Unveiling a new type of physics in which nature is viewed as a living being (or a goddess) with whom one can have a thorough exchange, a much more significant relationship than mere observance, Nick Herbert has established himself as a person at the forefront of the transformation of science's dominant paradigm.
Last night, recoiling from the tedious task of finishing some necessary paperwork, I decided to indulge instead in a bit of ego-surfing. Googling my own name and a few key words, I was surprised to run across the above analysis of my work on an art-dazzle site designed to publicize the luxury hotel complexes of Brazilian mega-developer Alan Faena in Miami Beach and Buenos Aries. I was initially flattered by this high-brow review but my next thought was that one of my old buddies (or girlfriends) from Stanford had landed a prestigious job at the top of the literary food chain and was using his or her position to play a prank on a former classmate. Nick Herbert and Karl Friedrich Schlegel joined together in the same sentence?--a fine joke indeed!

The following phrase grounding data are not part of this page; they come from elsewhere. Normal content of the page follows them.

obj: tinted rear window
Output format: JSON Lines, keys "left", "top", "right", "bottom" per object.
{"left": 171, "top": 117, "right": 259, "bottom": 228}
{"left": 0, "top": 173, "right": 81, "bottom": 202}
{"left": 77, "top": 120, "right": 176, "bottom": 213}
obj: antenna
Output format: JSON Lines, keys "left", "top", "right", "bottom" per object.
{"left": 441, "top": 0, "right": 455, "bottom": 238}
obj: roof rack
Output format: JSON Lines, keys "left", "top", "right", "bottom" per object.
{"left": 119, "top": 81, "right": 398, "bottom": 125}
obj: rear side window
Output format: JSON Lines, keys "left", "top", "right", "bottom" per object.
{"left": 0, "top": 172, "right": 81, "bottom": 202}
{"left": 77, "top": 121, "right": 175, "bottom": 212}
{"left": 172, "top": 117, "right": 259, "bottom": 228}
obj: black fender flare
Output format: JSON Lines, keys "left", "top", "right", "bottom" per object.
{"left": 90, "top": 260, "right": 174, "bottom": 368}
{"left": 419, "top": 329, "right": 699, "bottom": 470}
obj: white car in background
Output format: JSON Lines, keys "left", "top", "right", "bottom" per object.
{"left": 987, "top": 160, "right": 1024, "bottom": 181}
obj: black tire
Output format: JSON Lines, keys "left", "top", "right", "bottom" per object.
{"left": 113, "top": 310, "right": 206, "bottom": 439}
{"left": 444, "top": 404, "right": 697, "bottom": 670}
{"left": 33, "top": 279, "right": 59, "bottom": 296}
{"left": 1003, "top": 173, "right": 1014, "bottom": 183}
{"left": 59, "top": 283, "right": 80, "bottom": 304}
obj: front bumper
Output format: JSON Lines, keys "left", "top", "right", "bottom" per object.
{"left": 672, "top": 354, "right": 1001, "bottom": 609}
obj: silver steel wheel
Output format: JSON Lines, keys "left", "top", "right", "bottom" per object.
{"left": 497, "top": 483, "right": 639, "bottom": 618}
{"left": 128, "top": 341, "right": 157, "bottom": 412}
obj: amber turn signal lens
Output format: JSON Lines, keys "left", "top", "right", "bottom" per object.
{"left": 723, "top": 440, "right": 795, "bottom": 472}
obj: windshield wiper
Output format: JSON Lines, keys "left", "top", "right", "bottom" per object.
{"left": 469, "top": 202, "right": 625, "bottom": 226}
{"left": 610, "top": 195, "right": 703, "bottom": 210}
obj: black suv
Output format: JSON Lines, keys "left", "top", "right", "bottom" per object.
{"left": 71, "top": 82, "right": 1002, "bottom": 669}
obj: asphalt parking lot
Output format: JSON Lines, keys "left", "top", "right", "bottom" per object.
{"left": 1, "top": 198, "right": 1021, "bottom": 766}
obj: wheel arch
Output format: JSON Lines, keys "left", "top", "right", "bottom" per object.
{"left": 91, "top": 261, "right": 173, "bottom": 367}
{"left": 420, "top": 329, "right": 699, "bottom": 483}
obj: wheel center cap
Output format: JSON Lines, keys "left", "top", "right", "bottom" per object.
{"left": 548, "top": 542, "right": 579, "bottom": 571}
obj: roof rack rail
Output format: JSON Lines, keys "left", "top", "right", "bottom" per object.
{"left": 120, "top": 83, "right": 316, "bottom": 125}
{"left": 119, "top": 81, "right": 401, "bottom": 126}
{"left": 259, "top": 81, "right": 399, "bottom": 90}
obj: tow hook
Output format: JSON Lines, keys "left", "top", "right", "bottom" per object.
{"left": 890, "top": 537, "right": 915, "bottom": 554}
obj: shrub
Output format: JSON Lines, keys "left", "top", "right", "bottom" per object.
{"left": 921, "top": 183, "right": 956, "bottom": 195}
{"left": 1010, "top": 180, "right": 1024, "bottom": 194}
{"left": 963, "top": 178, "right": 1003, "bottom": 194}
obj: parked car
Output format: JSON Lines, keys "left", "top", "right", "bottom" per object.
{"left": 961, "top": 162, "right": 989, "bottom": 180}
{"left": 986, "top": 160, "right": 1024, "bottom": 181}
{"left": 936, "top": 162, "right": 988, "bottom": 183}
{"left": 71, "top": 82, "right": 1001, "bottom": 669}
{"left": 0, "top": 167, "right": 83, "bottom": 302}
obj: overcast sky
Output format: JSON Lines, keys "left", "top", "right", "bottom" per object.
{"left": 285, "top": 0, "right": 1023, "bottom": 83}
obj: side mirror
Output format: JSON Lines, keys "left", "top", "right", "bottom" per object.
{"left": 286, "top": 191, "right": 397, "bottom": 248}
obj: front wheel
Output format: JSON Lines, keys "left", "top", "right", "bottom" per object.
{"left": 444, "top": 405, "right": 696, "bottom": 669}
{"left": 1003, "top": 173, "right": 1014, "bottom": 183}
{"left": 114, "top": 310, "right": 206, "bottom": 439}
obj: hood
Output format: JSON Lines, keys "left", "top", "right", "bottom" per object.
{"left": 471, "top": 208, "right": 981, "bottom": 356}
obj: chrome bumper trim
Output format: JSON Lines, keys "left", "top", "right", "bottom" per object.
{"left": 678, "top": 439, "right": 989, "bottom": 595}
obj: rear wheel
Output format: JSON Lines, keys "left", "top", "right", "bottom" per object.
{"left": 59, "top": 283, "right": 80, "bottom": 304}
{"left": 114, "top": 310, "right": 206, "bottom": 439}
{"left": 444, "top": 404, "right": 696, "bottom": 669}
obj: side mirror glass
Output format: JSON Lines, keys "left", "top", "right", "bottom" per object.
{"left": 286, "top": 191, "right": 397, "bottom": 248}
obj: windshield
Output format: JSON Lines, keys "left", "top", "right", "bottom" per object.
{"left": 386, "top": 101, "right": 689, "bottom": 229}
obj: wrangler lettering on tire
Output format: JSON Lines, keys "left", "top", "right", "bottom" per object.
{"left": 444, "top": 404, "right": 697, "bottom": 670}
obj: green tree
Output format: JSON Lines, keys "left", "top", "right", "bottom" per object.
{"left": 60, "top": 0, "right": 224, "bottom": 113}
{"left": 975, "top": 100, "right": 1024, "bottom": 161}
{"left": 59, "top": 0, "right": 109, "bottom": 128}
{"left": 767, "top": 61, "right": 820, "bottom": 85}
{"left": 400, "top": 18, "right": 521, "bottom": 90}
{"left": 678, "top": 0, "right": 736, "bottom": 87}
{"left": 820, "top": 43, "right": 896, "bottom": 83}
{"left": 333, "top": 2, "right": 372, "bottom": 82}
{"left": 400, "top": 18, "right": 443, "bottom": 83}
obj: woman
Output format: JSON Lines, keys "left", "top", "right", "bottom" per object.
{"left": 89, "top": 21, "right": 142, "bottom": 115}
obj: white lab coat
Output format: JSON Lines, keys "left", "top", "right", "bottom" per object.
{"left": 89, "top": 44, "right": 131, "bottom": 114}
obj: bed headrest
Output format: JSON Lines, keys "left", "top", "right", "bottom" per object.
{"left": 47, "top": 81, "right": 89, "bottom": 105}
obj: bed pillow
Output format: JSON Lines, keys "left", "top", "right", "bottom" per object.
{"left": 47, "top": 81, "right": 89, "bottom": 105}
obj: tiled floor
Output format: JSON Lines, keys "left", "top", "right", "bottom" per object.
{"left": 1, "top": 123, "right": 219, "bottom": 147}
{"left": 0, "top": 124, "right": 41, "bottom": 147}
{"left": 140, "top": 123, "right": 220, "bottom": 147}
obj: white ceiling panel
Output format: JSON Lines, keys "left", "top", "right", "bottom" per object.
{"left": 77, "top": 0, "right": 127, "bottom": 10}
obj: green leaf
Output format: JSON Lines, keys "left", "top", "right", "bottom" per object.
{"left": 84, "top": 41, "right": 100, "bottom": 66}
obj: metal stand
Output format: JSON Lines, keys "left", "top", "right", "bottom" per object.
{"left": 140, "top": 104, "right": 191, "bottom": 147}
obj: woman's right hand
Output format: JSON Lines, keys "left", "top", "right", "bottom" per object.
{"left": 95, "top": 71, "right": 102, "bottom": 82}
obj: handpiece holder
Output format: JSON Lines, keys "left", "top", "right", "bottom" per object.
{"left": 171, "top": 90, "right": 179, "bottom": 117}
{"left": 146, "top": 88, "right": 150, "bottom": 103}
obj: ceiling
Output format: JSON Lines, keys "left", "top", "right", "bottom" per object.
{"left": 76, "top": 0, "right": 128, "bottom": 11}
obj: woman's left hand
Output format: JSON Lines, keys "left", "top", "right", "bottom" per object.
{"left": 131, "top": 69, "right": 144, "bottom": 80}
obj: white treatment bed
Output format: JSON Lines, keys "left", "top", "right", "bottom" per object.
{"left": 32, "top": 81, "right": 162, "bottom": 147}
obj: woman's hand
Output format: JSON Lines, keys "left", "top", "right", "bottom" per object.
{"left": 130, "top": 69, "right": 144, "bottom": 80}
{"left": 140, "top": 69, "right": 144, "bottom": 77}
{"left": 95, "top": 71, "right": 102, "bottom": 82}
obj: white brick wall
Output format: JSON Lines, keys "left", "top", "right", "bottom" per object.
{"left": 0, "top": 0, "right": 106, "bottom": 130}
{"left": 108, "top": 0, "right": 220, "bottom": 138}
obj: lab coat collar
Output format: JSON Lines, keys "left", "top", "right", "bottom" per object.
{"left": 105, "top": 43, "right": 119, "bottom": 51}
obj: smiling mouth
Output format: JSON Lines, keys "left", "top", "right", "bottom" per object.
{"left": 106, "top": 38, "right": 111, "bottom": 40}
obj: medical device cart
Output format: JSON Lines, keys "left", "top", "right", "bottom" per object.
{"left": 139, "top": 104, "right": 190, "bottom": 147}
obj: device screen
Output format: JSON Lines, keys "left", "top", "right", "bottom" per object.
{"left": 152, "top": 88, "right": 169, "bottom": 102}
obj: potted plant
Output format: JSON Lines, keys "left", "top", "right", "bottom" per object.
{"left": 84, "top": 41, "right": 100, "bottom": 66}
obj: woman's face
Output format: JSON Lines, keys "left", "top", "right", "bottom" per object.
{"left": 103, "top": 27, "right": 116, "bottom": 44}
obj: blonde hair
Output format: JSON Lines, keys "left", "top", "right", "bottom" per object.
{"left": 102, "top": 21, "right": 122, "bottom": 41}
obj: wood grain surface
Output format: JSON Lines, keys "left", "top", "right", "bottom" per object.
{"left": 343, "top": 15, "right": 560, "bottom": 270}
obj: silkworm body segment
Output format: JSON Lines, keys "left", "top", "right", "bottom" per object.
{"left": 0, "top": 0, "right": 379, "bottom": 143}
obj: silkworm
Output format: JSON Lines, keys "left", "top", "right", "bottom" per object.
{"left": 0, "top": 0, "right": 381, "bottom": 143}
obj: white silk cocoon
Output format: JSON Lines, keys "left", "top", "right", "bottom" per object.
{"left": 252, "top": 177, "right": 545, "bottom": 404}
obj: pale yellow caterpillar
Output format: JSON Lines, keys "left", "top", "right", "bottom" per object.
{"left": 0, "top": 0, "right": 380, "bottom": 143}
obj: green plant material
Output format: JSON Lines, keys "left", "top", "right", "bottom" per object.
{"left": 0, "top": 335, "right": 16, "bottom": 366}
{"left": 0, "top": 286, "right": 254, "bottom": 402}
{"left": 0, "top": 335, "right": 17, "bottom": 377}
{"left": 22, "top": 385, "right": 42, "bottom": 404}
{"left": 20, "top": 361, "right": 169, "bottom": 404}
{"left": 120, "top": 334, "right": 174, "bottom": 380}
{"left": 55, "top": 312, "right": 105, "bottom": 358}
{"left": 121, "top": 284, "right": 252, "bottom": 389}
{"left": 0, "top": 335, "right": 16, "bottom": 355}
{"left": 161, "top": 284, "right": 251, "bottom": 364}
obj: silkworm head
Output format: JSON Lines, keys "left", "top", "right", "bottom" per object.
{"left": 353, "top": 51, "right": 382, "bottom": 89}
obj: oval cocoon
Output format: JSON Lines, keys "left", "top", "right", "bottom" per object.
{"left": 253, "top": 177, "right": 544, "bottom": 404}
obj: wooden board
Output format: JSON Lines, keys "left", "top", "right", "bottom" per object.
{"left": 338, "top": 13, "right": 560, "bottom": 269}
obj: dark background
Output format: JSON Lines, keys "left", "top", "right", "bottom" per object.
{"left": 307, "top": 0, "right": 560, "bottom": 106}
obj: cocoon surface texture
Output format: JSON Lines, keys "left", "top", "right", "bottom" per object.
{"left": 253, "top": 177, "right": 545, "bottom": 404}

Sadly, the author of this charming little piece is not credited. Many thanks, anonymous angel! You did a first-rate job of characterizing Nick Herbert's difficult-to-describe quantum tantric quest.
Besides the quantum tantra review, the Faena site has published hundreds of fascinating little essays, including The Luminous Dance, a list of the world's best beaches for observing bioluminescence; Arthur Schoperhauer on The Art of Telling the Truth; WH Auden's Daydream University; Salvador Dali's illustrations of Alice in Wonderland ; the origin story of San Francisco's Church of St John Coltrane; Anais Nin on the mystery of ordinary life; and the poetry and prose of Marilyn Monroe. Alongside Malcolm X, the religious rebel, and Pancho Villa, the heroic bandit, Nick Herbert, the Lonely Ranger of quantum tantra, fits right in. You can access all these essays thru the Faena art archive but searching for and linking to a specific essay is difficult -- at least for me. The archive begins in May 2012 and the quantum-tantra review appeared in April 2013. Hey, Faena people, your scintillating archive is begging for a good indexing.
With or without a convenient search machine, the Faena archive is a dangerous time trap for Internet procrastinators -- offering up hundreds of greasy, salty bits of brainy snack food to tempt the curious mind. The more you eat the more you want. You have been warned.
Finally the Faenasphere's flattering review of my ludic-cosmic pretensions raises an important question: If Nick Herbert's the Lonely Ranger, then who is quantum tantra's Tonto?